US House Speaker Ryan won’t support censure of Trump
During the town hall, Ryan was asked whether he believed Trump needed to publicly apologize for his comments about Charlottesville.
MT Boyle, chief of staff of Racine County Executive Jonathan Delagrave, we need a voice of reason to unite the party, what are your plans to reunite the party? “And I do think he could’ve done better”. “Where we may disagree on how to achieve that goal”. “But also it is a matter of economic growth … also it’s fairness”. Wisconsin won out over several other states. Just lower people’s tax rates. “But so long as it exists, we need to talk about it”.
He said that an unemployed single mother of two risks losing federal benefits should she find a job. “It’s high time we fix this mess”.
“It was not only morally ambiguous; it was equivocating”, he added. The few that do not, like SNAP and Medicaid, are for basics like health care and food without which some people would not be able to work at all.

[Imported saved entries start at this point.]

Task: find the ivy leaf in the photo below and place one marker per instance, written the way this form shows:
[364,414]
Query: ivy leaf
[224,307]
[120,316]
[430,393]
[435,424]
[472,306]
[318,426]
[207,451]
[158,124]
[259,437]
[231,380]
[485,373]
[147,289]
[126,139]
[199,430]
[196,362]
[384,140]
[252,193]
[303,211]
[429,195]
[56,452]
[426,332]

“Those wishing to jeer Ryan behaved themselves for the most part”, Woodward Jr. said.
Ryan also praised Trump for not spelling out details about the new Afghanistan policy, including announcing how many US troops will be deployed in Afghanistan and when they would be deployed.
Mr. Ryan has a complicated history when it comes to his views about the role of government in fighting poverty.
And for those Ryan is aiming to help with their upward mobility, the latest House budget made cuts of 25 percent to job training and education programs. He voted for Ryan and Trump because they campaigned on repealing it and replacing it.
Paul Ryan said Donald Trump “messed up” in his Charlottesville comments but dismissed a bid by Democrats to censure the president as a “partisan hack-fest”.
“But we’ll get the infrastructure”.
The Speaker, however, said Trump struck the right tone in a speech Monday night where he called for unity and in remarks over the weekend praising the thousands who turned out in Boston to peacefully protest hate groups. We have a very important agenda that we are trying to put in place to improve people’s lives, to lift the economy, to make it healthier, to fix our military … so these are the things we are working on and those are the things that my kids see me working on.
If you present that quote without context, it nearly sounds like Ryan criticized Trump, something many Americans have been waiting for him to do since January.
Liebert said he also hopes Ryan will hold the kind of town hall he used to hold, where anyone could attend and question him, and where answers are less scripted.
“We have a comprehensive doctrine that we apply”, Ryan said.
Galen and Mackowiak said that many in the administration are still optimistic that they can make progress on significant conservative policy issues, including tax reform and immigration, and believe the departure of chief strategist Steve Bannon and the addition of chief of staff John Kelly will lead the administration in a more productive direction.